According to this experimental principle, we set up the following experiment:

appropriate amounts of PBMCs (purchased from eriosema chinense) were recovered, washed by centrifugation, placed on T75 flasks, incubated on an adhesive for 2 hours to remove monocytes, the supernatant suspension cells were collected, and centrifuged to stain with 2mm CellTrace Violet (thermosusher, #c 34557). 2x 10A 5 stained cells were distributed in 96 flat bottom plates (pre-coated with 1ug/ml anti-CD 3 antibody), diluted CD73 antibody at different concentrations was added and incubated at 37℃for 1h, anti-CD28 antibody at a final concentration of 1ug/ml was added. Finally, 500uM ATP was added to inhibit T cell proliferation, and note that no ATP was added to the maximum proliferation wells. The ability of the stained diluted T cell proliferation (FACS antibody to differentiate CD4 or CD 8T cells) to assess T cell proliferation and antibody blocking adenosine immunosuppression was assessed by flow cytometry 3-5 days later.

The results of the experiment are shown in FIG. 14, where all purified samples of the present invention were substantially equivalent in terms of their inhibitory activity against reversed T cells.

The foregoing detailed description is provided by way of explanation and example and is not intended to limit the scope of the appended claims.

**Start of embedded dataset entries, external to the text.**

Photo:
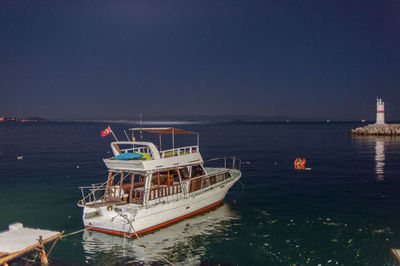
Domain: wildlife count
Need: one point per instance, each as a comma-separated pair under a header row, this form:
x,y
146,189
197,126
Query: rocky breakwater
x,y
377,130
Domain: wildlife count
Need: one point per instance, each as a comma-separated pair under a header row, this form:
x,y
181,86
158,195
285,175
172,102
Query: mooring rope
x,y
140,240
73,233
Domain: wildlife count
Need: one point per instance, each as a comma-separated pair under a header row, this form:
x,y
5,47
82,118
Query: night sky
x,y
114,59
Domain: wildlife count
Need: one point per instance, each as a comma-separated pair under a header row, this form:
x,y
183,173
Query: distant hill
x,y
22,120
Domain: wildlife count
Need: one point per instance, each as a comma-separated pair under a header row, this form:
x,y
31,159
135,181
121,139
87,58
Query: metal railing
x,y
236,163
164,191
205,181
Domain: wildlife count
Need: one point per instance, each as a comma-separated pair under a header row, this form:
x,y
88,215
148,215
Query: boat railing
x,y
164,191
94,192
179,151
235,163
137,149
205,181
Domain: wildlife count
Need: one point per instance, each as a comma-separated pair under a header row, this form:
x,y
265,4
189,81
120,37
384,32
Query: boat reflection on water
x,y
378,144
183,242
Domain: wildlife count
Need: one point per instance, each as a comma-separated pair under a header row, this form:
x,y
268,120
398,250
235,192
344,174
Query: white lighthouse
x,y
380,112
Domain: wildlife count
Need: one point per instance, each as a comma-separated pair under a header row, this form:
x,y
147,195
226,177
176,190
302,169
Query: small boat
x,y
151,188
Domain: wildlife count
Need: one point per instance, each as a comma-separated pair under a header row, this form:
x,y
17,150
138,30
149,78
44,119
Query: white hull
x,y
129,218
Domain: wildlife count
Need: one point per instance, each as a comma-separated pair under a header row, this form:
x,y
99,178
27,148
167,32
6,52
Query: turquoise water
x,y
345,211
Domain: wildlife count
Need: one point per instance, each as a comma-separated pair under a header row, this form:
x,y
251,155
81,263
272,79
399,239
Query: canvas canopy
x,y
164,131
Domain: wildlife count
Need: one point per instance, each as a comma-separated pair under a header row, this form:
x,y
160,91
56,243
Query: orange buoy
x,y
300,163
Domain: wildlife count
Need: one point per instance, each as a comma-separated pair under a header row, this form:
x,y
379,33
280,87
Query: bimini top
x,y
164,130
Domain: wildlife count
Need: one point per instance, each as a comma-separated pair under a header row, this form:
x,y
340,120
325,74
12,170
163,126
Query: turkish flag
x,y
105,132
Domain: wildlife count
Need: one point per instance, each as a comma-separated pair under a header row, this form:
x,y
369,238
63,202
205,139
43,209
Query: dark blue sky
x,y
114,59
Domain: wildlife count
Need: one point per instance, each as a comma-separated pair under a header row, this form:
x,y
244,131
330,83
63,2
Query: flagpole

Numerous variations of the presently exemplified embodiments of the present application will be apparent to those of ordinary skill in the art and remain within the scope of the appended claims and equivalents thereof.

Claims

1. A fusion protein comprising an antibody or antigen-binding fragment thereof that specifically binds to CD73 protein, said antibody or antigen-binding fragment thereof comprising at least one CDR of the heavy chain variable region amino acid sequence as set forth in SEQ ID No. 41, and at least one CDR of the light chain variable region amino acid sequence as set forth in SEQ ID No. 42.

2. The fusion protein of claim 1, further comprising a TGF- β binding moiety.

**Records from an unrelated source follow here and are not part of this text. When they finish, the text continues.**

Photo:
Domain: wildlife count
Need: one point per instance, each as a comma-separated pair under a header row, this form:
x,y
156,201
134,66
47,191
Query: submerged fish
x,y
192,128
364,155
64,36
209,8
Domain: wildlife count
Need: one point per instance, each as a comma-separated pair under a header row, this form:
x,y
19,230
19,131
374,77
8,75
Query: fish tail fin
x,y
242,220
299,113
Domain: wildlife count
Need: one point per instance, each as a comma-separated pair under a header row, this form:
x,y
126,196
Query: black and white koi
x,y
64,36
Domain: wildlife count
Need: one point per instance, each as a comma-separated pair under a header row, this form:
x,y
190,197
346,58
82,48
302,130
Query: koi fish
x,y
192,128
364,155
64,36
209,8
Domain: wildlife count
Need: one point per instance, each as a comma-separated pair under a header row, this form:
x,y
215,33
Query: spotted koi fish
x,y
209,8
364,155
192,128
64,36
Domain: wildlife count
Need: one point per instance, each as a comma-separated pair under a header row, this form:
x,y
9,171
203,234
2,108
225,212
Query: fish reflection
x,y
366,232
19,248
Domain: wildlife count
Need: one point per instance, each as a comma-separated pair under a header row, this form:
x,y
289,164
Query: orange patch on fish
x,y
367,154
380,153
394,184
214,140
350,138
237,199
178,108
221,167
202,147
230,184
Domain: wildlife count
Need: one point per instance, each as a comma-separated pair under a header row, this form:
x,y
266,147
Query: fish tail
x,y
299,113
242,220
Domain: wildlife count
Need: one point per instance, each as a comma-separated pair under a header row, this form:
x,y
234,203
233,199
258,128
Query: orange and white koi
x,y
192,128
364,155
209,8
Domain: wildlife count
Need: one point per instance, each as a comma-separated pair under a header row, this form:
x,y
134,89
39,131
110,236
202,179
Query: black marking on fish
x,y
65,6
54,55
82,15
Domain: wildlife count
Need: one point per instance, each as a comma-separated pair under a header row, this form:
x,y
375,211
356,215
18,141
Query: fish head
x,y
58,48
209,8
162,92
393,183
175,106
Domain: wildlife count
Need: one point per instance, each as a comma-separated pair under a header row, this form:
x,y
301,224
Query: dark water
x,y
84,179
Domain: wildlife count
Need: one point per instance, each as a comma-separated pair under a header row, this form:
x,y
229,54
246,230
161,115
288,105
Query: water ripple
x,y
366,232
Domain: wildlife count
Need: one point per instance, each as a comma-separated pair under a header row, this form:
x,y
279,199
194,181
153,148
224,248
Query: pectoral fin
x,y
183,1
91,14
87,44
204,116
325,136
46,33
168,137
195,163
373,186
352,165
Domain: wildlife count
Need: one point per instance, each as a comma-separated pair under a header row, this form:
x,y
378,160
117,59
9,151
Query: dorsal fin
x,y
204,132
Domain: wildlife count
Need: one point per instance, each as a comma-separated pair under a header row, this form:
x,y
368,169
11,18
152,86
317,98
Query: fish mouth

3. The fusion protein of any one of claims 1-2, having one or more of the following properties:

1) Capable of specifically binding to human and/or monkey CD73 protein;

2) Has inhibiting effect on CD73 enzyme activity on tumor cell surface;

3) Has inhibiting effect on soluble CD73 enzyme activity;

4) Capable of blocking the TGF- β/SMAD signaling pathway; and

5) Can relieve the inhibition of adenosine to T cells.

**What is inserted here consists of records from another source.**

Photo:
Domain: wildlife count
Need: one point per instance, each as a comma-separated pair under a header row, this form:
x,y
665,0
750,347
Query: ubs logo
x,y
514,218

4. An isolated nucleic acid molecule encoding the fusion protein of any one of claims 1-3.

5. An immunoconjugate comprising the fusion protein of any one of claims 1-3.

6. A multispecific molecule comprising the fusion protein of any one of claims 1-3.

7. A chimeric antigen receptor comprising the fusion protein of any one of claims 1-3.

8. An immune effector cell comprising the chimeric antigen receptor of claim 7.

9. A pharmaceutical composition comprising the fusion protein of any one of claims 1-3, the nucleic acid molecule of claim 4, the immunoconjugate of claim 5, the multispecific molecule of claim 6, the chimeric antigen receptor of claim 7 and/or the immune effector cell of claim 8, and optionally a pharmaceutically acceptable carrier.

10. Use of the fusion protein of any one of claims 1-3, the nucleic acid molecule of claim 4, the immunoconjugate of claim 5, the multispecific molecule of claim 6, the chimeric antigen receptor of claim 7, the immune effector cell of claim 8, or the pharmaceutical composition of any one of claim 9, in the manufacture of a medicament for preventing and/or treating a disease and/or disorder.